Maybe it is already answered here but there are way too many suggestions popping up including lagrange..
My question is rather basic: Why does introducing a lagrange multiplicater transform the initial solution of the optimization task into a local optima of the lagrange function? Or better described: Why is the solution given by the corresponding optima?
$\nabla f$ is the direction of greatest local increase in the function $f$. Moving perpendicular to $\nabla f$ causes no local change in the function. Thus, a local optimum on the constraint surface must occur when every direction you can move on the surface is perpendicular to $\nabla f$.
If the equation of the constraint surface is given in the form $g(\mathbf{x}) = c$, then $\nabla g$ is everywhere perpendicular to the constraint surface. We see this because, as you move along the constraint surface, $g$ doesn't change, so every direction you can move on the surface must always be in a direction of no local change in $g$ (i.e., perpendicular to $\nabla g$).
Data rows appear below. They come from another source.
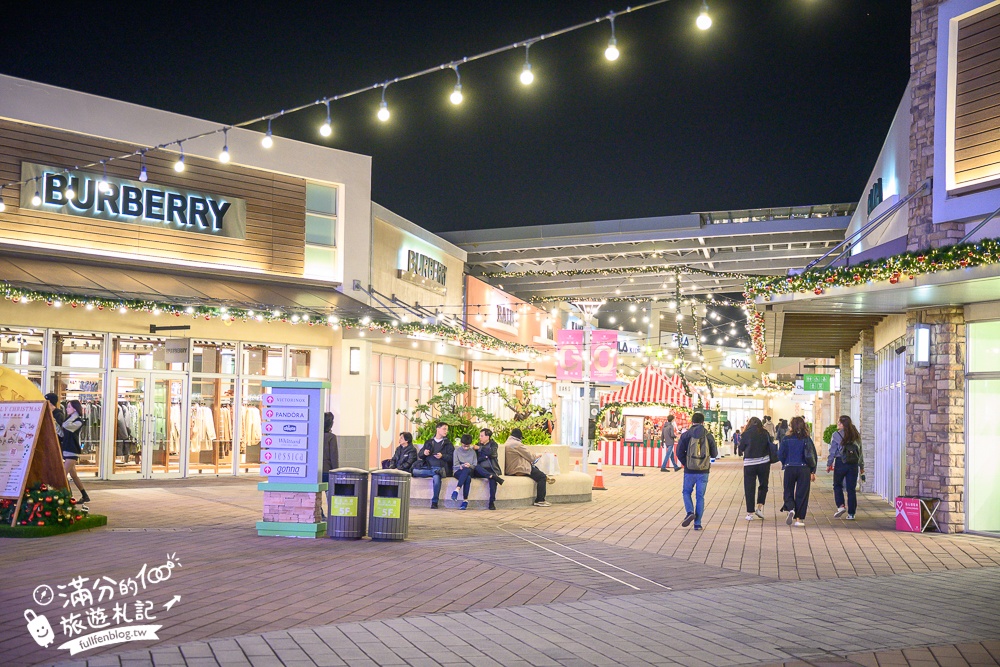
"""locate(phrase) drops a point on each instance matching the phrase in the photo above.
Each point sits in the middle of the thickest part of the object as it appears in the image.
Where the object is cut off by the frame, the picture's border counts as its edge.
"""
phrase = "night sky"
(781, 102)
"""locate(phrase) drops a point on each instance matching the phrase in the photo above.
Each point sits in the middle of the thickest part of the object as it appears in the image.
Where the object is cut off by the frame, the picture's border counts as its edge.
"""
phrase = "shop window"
(266, 360)
(141, 353)
(213, 357)
(984, 347)
(88, 389)
(22, 347)
(77, 350)
(213, 425)
(309, 362)
(321, 230)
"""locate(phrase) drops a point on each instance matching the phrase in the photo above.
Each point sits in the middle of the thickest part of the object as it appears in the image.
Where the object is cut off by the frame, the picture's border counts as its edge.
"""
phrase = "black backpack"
(851, 453)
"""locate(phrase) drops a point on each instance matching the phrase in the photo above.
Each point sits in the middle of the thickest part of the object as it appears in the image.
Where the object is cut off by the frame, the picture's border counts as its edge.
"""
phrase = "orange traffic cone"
(599, 478)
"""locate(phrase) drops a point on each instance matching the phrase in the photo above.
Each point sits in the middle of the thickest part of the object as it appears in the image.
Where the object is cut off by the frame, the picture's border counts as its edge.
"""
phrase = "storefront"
(161, 298)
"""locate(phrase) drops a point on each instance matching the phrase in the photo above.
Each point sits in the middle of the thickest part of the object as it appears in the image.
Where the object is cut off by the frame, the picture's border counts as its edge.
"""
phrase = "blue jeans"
(435, 473)
(668, 456)
(696, 482)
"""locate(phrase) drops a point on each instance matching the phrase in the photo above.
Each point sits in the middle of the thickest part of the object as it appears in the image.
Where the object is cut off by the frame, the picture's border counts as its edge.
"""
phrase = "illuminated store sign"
(122, 200)
(426, 272)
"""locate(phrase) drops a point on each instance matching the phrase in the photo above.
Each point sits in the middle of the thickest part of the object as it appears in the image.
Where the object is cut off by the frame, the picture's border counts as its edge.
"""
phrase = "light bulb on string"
(611, 53)
(704, 21)
(456, 95)
(383, 107)
(326, 129)
(224, 155)
(526, 74)
(267, 141)
(179, 165)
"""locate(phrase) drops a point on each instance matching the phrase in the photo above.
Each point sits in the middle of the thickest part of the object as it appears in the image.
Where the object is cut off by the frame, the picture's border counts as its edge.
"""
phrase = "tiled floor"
(614, 571)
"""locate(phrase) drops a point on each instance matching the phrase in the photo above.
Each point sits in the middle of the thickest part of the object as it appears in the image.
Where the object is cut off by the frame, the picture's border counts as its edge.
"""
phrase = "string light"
(102, 185)
(704, 21)
(383, 108)
(179, 165)
(611, 53)
(326, 129)
(224, 155)
(267, 141)
(526, 74)
(456, 95)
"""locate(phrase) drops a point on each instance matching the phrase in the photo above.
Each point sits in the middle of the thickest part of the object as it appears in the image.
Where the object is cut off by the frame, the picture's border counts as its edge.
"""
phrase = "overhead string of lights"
(326, 128)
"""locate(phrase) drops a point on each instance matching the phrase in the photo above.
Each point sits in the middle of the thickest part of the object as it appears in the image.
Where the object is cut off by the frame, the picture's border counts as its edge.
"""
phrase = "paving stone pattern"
(616, 581)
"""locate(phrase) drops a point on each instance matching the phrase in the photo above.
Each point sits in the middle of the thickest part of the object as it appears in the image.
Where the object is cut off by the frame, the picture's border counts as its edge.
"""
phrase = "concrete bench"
(516, 491)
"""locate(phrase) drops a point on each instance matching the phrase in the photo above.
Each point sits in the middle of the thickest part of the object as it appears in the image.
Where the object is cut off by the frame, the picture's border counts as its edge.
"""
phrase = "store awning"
(175, 284)
(651, 386)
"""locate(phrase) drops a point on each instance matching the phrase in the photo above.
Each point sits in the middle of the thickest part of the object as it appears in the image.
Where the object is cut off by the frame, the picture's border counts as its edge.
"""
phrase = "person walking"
(71, 444)
(488, 463)
(755, 447)
(331, 450)
(696, 449)
(846, 461)
(669, 439)
(797, 454)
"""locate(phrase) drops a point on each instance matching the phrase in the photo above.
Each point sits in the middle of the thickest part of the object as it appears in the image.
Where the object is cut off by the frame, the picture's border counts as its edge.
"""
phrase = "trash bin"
(390, 505)
(347, 509)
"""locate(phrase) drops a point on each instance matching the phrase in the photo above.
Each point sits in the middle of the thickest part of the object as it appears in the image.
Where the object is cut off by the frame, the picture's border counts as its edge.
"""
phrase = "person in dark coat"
(331, 453)
(797, 454)
(488, 466)
(405, 455)
(755, 448)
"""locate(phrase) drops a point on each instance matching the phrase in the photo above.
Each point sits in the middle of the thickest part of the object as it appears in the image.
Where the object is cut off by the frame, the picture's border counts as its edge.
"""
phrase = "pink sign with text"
(908, 514)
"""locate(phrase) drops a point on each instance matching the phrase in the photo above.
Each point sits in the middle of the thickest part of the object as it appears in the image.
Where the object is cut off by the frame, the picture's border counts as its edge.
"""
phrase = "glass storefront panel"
(983, 456)
(250, 426)
(77, 350)
(22, 346)
(88, 389)
(267, 360)
(213, 423)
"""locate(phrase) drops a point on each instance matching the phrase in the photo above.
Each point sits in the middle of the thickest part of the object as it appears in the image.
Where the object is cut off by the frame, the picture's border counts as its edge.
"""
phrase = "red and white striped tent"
(652, 386)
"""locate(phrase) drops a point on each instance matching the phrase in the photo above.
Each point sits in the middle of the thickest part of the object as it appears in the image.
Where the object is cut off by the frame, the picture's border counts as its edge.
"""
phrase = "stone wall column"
(935, 414)
(866, 420)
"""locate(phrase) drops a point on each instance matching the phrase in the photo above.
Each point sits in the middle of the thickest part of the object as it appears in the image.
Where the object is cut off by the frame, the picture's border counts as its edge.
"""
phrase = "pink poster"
(603, 356)
(569, 354)
(908, 514)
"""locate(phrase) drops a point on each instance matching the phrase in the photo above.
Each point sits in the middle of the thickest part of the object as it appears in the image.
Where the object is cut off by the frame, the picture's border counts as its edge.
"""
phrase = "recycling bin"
(389, 517)
(347, 504)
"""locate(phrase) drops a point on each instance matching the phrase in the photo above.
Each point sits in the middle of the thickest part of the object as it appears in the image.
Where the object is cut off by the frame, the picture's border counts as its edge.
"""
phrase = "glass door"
(147, 436)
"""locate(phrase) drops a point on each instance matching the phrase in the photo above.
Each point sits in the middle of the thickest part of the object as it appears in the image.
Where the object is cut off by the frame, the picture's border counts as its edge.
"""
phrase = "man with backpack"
(696, 449)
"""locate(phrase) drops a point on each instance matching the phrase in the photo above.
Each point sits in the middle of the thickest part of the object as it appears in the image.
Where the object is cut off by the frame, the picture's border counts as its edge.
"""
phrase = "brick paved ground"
(571, 578)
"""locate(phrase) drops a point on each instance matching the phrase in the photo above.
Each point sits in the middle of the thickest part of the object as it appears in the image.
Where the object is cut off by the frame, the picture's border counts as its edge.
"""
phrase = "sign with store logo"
(81, 194)
(740, 362)
(425, 272)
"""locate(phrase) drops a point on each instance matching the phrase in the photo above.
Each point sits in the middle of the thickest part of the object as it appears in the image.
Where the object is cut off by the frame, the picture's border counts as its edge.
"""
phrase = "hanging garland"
(893, 269)
(444, 332)
(624, 271)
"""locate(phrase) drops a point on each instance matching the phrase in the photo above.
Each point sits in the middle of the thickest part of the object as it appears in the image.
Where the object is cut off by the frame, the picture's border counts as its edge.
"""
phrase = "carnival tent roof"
(651, 386)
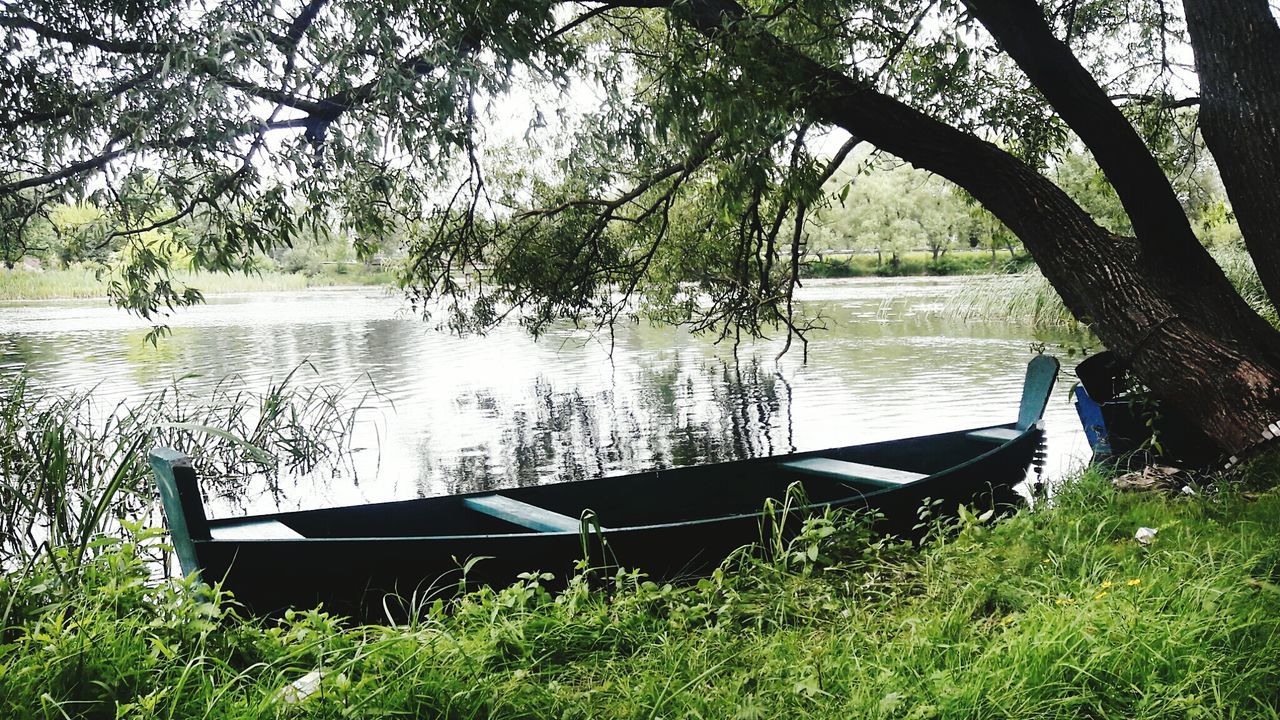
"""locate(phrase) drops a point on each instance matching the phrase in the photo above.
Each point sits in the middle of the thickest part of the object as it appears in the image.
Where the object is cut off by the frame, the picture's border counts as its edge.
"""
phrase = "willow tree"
(607, 159)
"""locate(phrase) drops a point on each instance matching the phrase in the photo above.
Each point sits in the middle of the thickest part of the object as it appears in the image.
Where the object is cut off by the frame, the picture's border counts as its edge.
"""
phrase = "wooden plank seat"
(995, 434)
(853, 472)
(254, 529)
(522, 514)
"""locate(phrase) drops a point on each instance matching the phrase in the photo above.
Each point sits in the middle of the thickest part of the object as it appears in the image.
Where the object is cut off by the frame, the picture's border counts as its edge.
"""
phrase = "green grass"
(956, 263)
(1055, 613)
(82, 283)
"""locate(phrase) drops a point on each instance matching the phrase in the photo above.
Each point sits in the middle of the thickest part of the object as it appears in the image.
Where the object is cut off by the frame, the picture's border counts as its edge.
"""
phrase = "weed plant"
(1055, 613)
(1027, 297)
(72, 472)
(958, 263)
(81, 282)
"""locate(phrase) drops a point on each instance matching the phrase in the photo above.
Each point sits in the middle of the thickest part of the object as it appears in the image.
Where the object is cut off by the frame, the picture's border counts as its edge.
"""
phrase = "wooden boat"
(666, 523)
(1128, 428)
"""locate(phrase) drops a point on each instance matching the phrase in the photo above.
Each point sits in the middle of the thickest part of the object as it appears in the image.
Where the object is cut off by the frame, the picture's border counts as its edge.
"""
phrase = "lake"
(457, 414)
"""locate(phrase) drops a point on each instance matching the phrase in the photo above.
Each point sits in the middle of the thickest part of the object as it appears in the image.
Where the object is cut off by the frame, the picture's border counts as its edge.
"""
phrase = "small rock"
(302, 688)
(1160, 478)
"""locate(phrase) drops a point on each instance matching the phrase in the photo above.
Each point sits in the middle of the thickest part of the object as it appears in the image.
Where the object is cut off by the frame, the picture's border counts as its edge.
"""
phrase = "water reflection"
(457, 414)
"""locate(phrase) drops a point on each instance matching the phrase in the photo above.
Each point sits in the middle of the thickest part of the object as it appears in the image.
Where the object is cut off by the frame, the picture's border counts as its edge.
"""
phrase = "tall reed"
(1027, 297)
(72, 470)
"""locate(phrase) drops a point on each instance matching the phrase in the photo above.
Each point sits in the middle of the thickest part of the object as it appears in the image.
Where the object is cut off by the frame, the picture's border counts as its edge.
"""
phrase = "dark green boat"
(670, 524)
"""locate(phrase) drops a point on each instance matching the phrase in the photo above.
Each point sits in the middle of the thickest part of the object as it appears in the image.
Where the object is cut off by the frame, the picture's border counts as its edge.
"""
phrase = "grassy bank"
(82, 282)
(956, 263)
(1056, 613)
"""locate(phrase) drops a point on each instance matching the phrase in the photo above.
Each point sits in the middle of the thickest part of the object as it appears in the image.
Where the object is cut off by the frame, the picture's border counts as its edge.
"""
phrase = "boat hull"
(380, 561)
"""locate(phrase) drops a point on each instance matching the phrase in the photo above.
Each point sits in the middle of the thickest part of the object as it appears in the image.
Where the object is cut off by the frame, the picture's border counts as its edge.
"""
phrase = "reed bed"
(73, 472)
(1055, 613)
(1027, 297)
(83, 283)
So, since $\nabla g$ is perpendicular to the constraint surface everywhere and $\nabla f$ is perpendicular to the constraint surface at local optima, local optima must occur at places where $\nabla g$ is parallel to $\nabla f$. This means there is some real constant $\lambda$ such that $\nabla f = \lambda \nabla g$ at each local optimum, or equivalently, that $$ \nabla (f - \lambda g) = 0. $$
For multiple constraints of the form $g_i(\mathbf{x}) = c_i$, the constraint surface is perpendicular to each gradient $\nabla g_i$ at all of its points, and $\nabla f$ is perpendicular to the constraint surface whenever it is some linear combination of the $\nabla g_i$. Thus, in the multiple constraint case, we have $$ \nabla \left(f - \sum_i \lambda_i g_i\right) = 0. $$